At least fourteen states and the District of Columbia have mandatory face mask requirements. We asked one law professor if the government can legally force you to wear a mask.

“The reality is that if you look back at court decisions going back 200 years, the courts have not hesitated to intrude on personal liberties in circumstances where it was essential for public health,” University of Washington law professor Jeff Feldman said.

Jeff Feldman, who practiced law in Alaska for nearly 40 years says a face mask requirement does not violate constitutional rights.

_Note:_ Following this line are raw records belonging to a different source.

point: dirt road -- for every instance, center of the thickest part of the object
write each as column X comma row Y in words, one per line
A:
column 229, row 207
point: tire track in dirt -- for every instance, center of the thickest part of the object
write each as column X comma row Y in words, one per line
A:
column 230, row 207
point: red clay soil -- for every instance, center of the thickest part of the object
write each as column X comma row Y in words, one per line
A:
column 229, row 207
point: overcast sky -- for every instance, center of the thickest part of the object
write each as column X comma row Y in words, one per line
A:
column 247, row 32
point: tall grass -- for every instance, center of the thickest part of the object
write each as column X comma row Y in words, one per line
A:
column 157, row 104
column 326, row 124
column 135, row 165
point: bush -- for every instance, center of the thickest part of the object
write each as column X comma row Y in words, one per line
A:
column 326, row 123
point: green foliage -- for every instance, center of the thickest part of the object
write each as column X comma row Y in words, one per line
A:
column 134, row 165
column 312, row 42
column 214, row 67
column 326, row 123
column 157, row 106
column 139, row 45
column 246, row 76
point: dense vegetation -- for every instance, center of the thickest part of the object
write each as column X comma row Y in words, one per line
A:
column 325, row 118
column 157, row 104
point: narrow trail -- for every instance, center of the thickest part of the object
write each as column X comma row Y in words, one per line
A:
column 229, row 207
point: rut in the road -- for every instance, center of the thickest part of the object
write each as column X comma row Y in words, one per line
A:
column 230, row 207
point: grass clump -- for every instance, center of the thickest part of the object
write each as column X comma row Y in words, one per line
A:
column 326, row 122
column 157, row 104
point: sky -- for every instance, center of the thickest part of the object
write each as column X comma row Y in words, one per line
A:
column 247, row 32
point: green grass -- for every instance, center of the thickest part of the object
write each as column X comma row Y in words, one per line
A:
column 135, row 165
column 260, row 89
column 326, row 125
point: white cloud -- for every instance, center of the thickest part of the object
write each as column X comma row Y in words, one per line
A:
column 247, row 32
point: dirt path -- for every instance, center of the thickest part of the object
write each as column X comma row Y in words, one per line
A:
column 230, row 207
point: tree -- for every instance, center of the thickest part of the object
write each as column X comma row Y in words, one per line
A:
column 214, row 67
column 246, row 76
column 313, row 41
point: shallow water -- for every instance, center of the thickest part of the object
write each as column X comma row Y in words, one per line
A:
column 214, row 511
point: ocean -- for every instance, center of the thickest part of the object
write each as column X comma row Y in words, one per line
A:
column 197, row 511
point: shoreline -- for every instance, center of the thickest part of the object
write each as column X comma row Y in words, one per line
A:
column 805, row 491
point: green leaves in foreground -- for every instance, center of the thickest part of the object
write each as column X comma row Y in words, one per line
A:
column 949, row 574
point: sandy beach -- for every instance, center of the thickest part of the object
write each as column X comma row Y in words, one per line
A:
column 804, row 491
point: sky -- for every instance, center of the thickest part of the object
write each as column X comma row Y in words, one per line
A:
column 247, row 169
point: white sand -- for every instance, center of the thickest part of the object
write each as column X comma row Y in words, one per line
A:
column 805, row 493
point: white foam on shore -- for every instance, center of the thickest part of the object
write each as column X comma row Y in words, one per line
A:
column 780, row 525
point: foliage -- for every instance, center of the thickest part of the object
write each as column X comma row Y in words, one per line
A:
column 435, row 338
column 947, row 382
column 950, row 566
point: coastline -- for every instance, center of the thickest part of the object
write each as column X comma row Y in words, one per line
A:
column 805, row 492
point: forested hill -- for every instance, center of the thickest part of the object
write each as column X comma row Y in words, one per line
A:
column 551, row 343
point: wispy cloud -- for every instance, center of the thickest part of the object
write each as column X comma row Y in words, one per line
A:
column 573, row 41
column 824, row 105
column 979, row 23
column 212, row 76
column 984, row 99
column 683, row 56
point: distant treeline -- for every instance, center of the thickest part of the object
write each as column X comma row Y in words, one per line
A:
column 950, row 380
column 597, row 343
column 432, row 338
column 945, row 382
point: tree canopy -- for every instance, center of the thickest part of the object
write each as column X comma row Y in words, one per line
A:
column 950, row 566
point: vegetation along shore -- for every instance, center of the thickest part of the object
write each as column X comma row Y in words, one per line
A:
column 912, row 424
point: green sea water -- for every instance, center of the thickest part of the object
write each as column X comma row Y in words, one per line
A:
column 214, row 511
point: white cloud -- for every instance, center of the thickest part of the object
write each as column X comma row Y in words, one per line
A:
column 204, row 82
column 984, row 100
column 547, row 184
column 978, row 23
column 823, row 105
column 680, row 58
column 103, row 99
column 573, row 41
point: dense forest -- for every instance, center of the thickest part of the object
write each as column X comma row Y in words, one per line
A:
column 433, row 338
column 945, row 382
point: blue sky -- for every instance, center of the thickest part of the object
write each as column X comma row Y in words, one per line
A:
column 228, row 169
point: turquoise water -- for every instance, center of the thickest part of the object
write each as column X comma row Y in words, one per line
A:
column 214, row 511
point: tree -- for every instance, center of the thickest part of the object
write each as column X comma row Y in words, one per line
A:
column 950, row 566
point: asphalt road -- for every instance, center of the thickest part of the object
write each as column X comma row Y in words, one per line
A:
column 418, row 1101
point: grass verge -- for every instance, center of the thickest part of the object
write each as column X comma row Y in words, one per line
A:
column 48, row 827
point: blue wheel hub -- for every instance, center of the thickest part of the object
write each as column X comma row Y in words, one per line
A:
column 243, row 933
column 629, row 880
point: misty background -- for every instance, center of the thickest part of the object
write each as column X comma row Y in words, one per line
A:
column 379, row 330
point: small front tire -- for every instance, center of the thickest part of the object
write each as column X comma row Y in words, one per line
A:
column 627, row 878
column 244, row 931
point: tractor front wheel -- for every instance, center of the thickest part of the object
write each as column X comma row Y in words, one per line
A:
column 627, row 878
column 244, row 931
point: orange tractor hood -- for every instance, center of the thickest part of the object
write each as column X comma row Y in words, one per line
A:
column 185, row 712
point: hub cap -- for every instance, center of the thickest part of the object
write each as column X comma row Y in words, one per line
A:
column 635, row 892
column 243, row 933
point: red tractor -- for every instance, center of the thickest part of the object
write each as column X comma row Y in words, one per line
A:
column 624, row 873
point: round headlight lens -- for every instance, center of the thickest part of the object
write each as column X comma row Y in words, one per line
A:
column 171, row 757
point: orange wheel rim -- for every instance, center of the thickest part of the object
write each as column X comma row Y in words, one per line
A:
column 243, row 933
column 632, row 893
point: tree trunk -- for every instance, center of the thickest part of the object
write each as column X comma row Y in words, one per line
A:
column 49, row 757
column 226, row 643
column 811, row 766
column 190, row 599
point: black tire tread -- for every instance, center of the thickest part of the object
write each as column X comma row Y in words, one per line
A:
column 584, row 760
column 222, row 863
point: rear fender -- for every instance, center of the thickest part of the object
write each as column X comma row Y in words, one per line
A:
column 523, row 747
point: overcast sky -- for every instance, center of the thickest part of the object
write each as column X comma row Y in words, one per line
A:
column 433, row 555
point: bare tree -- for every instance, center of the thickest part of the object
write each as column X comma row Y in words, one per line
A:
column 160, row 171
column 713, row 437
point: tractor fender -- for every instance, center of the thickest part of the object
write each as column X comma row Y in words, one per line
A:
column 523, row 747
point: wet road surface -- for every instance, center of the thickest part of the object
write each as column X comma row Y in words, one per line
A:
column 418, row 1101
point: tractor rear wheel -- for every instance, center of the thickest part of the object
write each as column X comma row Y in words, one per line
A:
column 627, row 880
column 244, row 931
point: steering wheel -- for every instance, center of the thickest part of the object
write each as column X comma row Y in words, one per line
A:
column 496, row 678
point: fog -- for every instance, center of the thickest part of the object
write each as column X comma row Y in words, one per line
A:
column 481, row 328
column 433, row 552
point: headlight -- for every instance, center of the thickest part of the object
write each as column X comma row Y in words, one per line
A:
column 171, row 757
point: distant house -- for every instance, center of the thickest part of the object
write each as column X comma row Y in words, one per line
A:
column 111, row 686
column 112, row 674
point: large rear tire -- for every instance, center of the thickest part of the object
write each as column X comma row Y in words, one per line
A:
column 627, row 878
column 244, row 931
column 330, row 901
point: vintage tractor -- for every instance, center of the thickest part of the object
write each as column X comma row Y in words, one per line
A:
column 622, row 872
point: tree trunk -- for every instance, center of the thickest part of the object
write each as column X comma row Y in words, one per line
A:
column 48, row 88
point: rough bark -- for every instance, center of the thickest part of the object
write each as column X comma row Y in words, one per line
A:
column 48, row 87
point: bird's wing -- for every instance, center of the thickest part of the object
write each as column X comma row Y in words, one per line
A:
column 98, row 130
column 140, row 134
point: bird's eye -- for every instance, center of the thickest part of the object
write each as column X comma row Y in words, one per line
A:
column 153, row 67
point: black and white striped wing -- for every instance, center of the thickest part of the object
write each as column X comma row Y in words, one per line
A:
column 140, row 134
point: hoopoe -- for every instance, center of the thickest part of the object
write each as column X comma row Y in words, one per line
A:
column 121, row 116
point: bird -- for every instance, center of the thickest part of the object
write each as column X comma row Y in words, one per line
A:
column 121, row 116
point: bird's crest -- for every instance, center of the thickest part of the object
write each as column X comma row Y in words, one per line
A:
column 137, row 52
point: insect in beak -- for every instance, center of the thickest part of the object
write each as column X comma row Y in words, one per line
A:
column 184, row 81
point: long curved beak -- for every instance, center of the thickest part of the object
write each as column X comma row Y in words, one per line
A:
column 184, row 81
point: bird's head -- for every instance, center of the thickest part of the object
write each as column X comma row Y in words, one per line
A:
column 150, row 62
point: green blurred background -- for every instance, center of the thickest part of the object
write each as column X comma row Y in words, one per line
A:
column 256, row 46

“The government does have the authority. The Tenth Amendment gives states a great deal of power that wasn't otherwise allocated to the federal government in the Constitution,” Feldman said.

He said that if there was not a reasonable purpose for it, that would be a problem.

State health officials highly recommend that all Alaskans wear a cloth face covering in public settings but there is no state mandate in place.

“We do best when we give Alaskans information, ask them to use their best judgment in situations that we are in and I think we are going to get better outcome because there are folks all over the map on this issue,” Gov. Mike Dunleavy said at a recent press conference.

Anchorage Mayor Ethan Berkowitz has said he might issue a mask mandate soon if COVID-19 cases continue to increase.

Feldman says another question will be how governments respond in the face of non-compliance.

“Are you going to have police officers out there issuing citations or arresting people for not wearing a mask? Probably that is not going to happen unless the health situation gets significantly worse than it is now,” he said.

Feldman says during the polio outbreak in the 1940s and 1950s, there were similar restrictions put in place.

“I can recall for a couple of summers that we were restricted on our ability to go to the beach and to be in large crowds, fortunately, a vaccine was developed, and we all were vaccinated, we all lined up at schools and were vaccinated,” he added.

There have been lawsuits filed across the country challenging the mask rule.